Their stories, told in voice-over, are hardly new, but some of the happenings are still shocking. González forms them into a free-flowing, clear structure. First comes motivation: as young as nine or ten, they see things happening on the street that they cannot explain, which makes them curious. They explore and soon realise that there are people who are rich and respected, unlike their poor parents, and this is intoxicating.

They quickly enter this violent world as rookies who have a chance to rise up the ranks. First, they will buy a gun. Often, these are sold by the police, and their origin is the US government – a huge majority of weapons in Mexico come from their northern neighbour. As they go into action, they discover adrenaline and the feeling of power that comes with killing another human being. And soon enough, this becomes a new normal, and they turn cold and emotionless. Still, these are kids who are not yet emotionally fully developed, which is bound to bring them serious psychological problems, even for the rare ones who manage to get out of the vicious circle.

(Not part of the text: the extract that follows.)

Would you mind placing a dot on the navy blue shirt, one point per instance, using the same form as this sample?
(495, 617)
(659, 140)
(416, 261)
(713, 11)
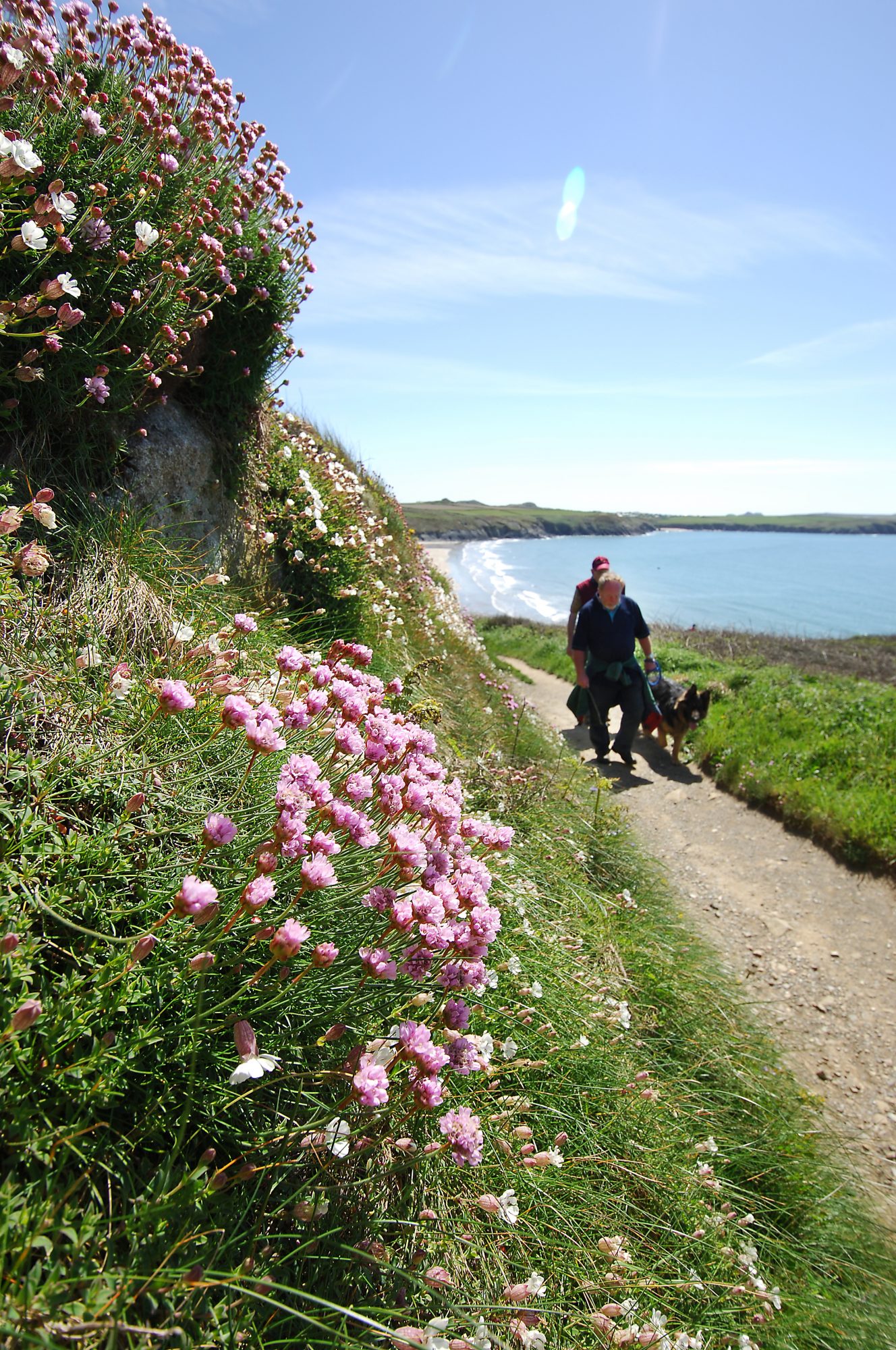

At first, the film makes for a somewhat frustrating viewing experience. One keeps expecting the filming device to be just an inventive introduction to a more straightforward documentary, but it stubbornly remains the same. Still, the viewer soon gets immersed in this world, and the approach keeps them on their toes. The story is made coherent and exciting through an undoubtedly complicated editing process taken care of by Paloma López Carrillo, who has compiled these pieces into several long segments. In between them, the screen remains black and only the sound design remains – at one point, after the story of a shooting, we hear screams and police sirens.

The kinetic, percussion-heavy, dirty electronic score really pushes the proceedings forwards. It was composed by three youngsters from the Mexico City neighbourhood of Tepito, Haxah, Konk and Andrés Sánchez, who were also the ones who found the protagonists and equipped them with scorpion tails, even if the cinematography is credited to the experienced María Secco.

A Wolfpack Called Ernesto is a co-production between Mexican companies Animal del luz films and Artegios, Switzerland's Bord Cadre Films, the UK's Sovereign Films and France’s Films Boutique Production. Films Boutique has the international rights.